La artesanía contemporánea changa incluye trabajos en conchas, huesos de cetáceo y piedras costeras: collares, figuras marinas y utensilios decorativos. La cestería con fibras de algas y juncos costeros es otra expresión artesanal que conecta con prácticas prehispánicas.
Música
No se conservan registros de instrumentos musicales específicamente changos. Las comunidades actuales participan de la tradición musical de las caletas pesqueras del norte de Chile, con cuecas nortinas, cumbias y canciones marineras que incorporan temáticas de la vida en el mar y la identidad costera.
Pueblos cercanos o relacionados
Los changos mantenían relaciones de intercambio y vecindad con otros pueblos del norte de Chile:
- Atacameño (Lickanantay) — Pueblo del desierto interior con el que los changos intercambiaban productos marinos (pescado seco, conchas, guano) por agrícolas (maíz, quínoa). Las rutas costa-oasis cruzaban la cordillera de la Costa por quebradas como Paposo y Taltal.
- Aimara — Pueblo altiplánico con el que existían redes de intercambio a larga distancia. Las conchas del Pacífico halladas en sitios aimaras del altiplano evidencian estas conexiones.
- Colla — Pueblo de la zona transicional entre el desierto y la costa, con el que los changos compartían zonas de contacto en las quebradas interiores de la Región de Atacama.
Reflexión final
El reconocimiento de los changos en 2020 corrigió una deuda histórica: un pueblo que habitó la costa del norte de Chile durante milenios fue declarado «extinto» por la historiografía oficial mientras sus descendientes seguían pescando en las mismas caletas.
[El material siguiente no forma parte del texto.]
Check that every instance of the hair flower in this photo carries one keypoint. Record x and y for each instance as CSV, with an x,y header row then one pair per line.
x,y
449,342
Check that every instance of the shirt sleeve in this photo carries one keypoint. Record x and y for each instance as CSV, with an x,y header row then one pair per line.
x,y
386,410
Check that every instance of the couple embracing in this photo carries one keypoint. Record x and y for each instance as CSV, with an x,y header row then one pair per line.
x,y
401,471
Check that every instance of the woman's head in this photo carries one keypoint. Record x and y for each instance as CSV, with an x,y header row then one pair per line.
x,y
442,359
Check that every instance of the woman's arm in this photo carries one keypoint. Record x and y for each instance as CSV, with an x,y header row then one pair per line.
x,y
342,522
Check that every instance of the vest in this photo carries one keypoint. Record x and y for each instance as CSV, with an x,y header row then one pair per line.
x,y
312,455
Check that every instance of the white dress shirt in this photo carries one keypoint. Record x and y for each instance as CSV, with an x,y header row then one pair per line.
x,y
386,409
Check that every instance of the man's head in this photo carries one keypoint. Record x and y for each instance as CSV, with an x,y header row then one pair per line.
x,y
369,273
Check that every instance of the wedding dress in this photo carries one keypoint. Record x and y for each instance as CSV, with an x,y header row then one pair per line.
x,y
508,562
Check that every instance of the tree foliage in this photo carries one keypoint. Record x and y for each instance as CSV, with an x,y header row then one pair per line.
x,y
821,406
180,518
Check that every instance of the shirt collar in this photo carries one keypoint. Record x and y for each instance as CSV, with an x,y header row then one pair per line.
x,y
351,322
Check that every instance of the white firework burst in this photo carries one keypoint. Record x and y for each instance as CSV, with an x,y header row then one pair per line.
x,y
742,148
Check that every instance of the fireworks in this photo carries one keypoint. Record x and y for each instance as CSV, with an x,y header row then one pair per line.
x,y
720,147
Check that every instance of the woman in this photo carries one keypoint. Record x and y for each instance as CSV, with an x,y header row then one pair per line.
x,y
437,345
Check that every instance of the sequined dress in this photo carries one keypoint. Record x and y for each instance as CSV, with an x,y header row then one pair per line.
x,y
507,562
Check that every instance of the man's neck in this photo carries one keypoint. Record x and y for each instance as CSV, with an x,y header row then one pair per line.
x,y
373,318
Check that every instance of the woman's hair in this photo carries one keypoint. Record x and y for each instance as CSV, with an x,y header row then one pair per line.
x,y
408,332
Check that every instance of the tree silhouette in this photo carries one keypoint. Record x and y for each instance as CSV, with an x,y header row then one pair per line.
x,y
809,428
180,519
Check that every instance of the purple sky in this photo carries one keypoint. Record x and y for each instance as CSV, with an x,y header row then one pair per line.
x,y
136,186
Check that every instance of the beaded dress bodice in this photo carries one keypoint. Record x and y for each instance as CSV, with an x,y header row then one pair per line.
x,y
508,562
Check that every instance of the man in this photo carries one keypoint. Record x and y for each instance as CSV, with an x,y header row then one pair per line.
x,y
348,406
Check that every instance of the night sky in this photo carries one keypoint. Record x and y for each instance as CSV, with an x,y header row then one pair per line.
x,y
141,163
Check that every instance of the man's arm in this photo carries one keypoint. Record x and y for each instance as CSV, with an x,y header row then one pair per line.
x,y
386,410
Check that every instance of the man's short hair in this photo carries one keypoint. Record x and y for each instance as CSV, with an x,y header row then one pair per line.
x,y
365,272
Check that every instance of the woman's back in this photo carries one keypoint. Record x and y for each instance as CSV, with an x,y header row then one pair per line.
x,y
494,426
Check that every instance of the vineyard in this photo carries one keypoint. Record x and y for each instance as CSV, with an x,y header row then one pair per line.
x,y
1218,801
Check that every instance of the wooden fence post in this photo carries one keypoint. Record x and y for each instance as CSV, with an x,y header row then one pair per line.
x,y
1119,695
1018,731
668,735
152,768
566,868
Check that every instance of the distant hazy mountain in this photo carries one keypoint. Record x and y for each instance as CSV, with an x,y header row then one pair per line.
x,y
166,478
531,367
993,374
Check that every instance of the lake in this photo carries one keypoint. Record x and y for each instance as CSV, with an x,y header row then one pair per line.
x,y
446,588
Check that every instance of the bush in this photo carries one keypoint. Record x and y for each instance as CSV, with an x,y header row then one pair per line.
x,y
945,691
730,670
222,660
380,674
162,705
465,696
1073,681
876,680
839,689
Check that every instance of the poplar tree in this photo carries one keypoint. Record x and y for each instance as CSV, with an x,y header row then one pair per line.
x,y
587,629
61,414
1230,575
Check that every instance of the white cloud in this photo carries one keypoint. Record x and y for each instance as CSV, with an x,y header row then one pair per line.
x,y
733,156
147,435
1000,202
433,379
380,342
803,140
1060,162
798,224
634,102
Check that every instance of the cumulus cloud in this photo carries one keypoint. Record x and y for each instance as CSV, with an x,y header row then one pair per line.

El caso chango es un ejemplo elocuente de cómo la invisibilización estatal no equivale a la desaparición real de un pueblo.
Los desafíos actuales son enormes: la falta de datos censales previos al reconocimiento dificulta la cuantificación de la población, la lengua se perdió sin registro suficiente, y la presión sobre el borde costero —minería, inmobiliarias, concesiones acuícolas— amenaza el acceso a los recursos marinos que sustentan su identidad. Pero el hecho mismo del reconocimiento, impulsado desde las propias comunidades, demuestra la capacidad de un pueblo de pescadores para navegar también las aguas de la burocracia estatal.